Interview with a Grower & a Cook


I am thrilled to introduce Kate Huston: my friend from the Co-Op; mom to Maia Luna, my daughter’s BFF, and foodie extraordinaire. Kate will be joining our 5-day retreats this year as our private chef, starting with the March 7-12 yoga and ski retreat, and including this summer’s June and July Cowgirl Yoga retreats. We’ll savor a healthy, local gourmet meal with Kate, who will also give a talk on being a farmer, along with tips for eating sustainably. Meanwhile, I give you an Interview with a Grower & a Cook.

About Kate:
Kate Huston is the founder of Waywardraven Farms and Personal Chef Services in Bozeman, combining the growing of produce at her farm with her cooking talents. Waywardraven Farms produces gourmet lettuce mixes for the Community Food Co-Op and local restaurants, along with providing produce for several families in Gallatin County. Her personal chef business was derived from a need for locally grown, nutritious meals for people with special dietary needs. Meals are generally cooked with what’s in season, using produce straight from her garden; she also outsources to other local growers and ranchers.

1. What first drew you to food and cooking?
I’ve been a gardener as far back as I can remember…helping my mother in the garden planting, weeding, and harvesting. Along with the gardening, I grew up with both my parents in the kitchen, concocting wonderful meals for dinnertime (almost all meals were made at home and dinner was a very important family activity) and watching Julia Child, Frugal Gourmet and Victory Garden (I was a PBS junkie growing up).
Moving to Montana ten years ago was a big shift for me, as I grew up in Boston, and attended Museum School to study art education. On a summer job in Big Sky, I immediately fell in love with the wide open spaces, the endless hiking opportunities and most importantly, the people with a strong sense of community and stewardship for the land they live on. With great determination I packed up all my belongings and left for Bozeman, where with great luck ended up with a job as a cashier at the Bozeman Community Food Co-Op.

2. Tell us about your experience at the Co-Op.
I’ve been employed there for over nine years, and it was at the Co-Op where my sense of how food is grown and prepared was radically changed. Not knowing what organic meant at the time, I quickly learned the importance of food grown without herbicides and pesticides, and where food was coming from. After cashiering for a year, I moved on to the produce department, where I met a local grower who was looking to pass on her knowledge of growing salad mix; she took me under her wing, and educated me on the fine art of growing greens without herbicides and pesticides, with crop rotations to maintain healthy soil and continue the growing process. I took to it with flourish and started a small farm called Waywardraven on a 1/4 acre, and started to sell to the Co-Op and a local restaurant. A year later I transferred to the deli department, where with great gusto I began my cooking career as a prep/soup/lunch/dinner/brunch cook.

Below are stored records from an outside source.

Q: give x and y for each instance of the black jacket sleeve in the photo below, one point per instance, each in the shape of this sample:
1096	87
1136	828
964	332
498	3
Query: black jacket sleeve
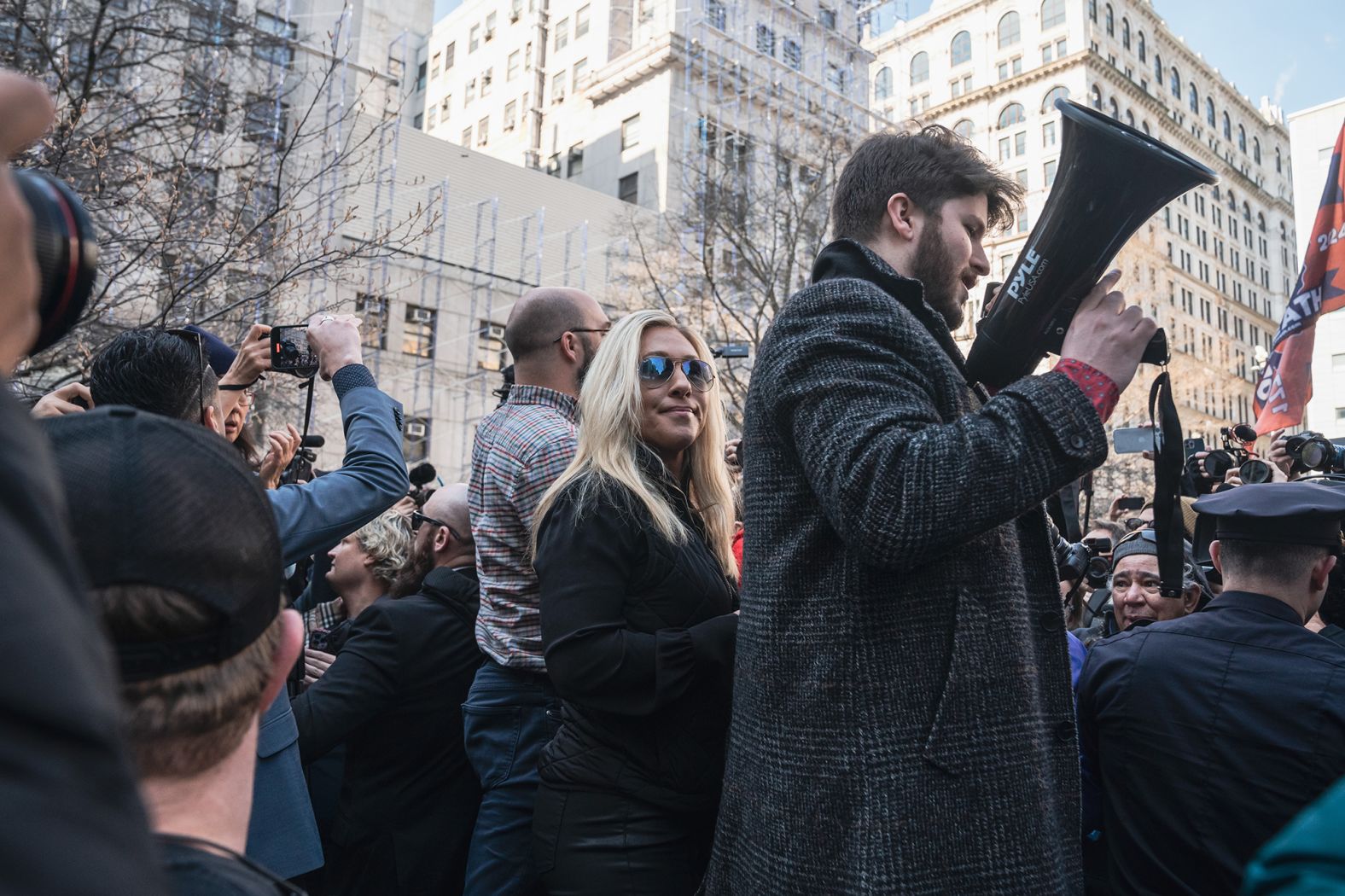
586	565
358	686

Although not trained formally as a cook, I quickly learned and adapted recipes to my own style, and with it came a following of people who loved to eat what I created.

3. What influences shape your food philosophy?
Learning from experience and by observation, knowing how the vegetables were grown and how the meat was raised by local ranchers all was key to understanding how to create delicious meals that are healthy and easy.
Michael Pollan, my guru, once said that a meal should only have five ingredients to complete it and make it good – I try to adhere to that principle, particularly by leaving out hydrogenated high corn fructose food additives that make food taste like something else (I call this “food on crack”, because all of those chemicals seem to have the same effect on people who eat them: can’t get enough of the msg, because it makes you want more but leaves you feeling really awful afterwards).
And lastly, with the birth my daughter in 2005, it really hit home to me how important it is to eat healthy and as local as possible.

4. How does having a farm influence your food philosophy?
While Waywardraven Farms is not certified organic, I steer free of herbicides and pesticides, synthetic fertilizers and gmo (genetically modified organism) seeds. Some of the farm’s natural crop control methods include beneficial insects, weed pulling, crop rotation and bio dynamic use of farm materials. I’m committed to what I call “beyond organic farming”: I hope to raise people’s awareness about what they are putting into their bodies, and to get them to look beyond the meal presented to them and start to ask where, why, and how the food got there, and most importantly, how it will sustain them (and the land they live on) in a healthy way. And raising my daughter on the farm and around food will greatly influence how she will approach eating, and respect for the land she will inherit one day.

5. What’s your absolute favorite meal?
My absolute favorite meal??? Oh boy, so many, but an especially fond food memory from Boston that I use as inspiration for cooking is simple chicken piccata, with herbed polenta and fresh calamari in a red tomato sauce. It was at a small restaurant in the North End; they would get everything fresh from the farmer’s market, and make their own cheeses and sauces. Also, my all-time family favorite is Beef Wellington, that my dad makes every year for Christmas from scratch, and the Bordelaise sauce that goes with it.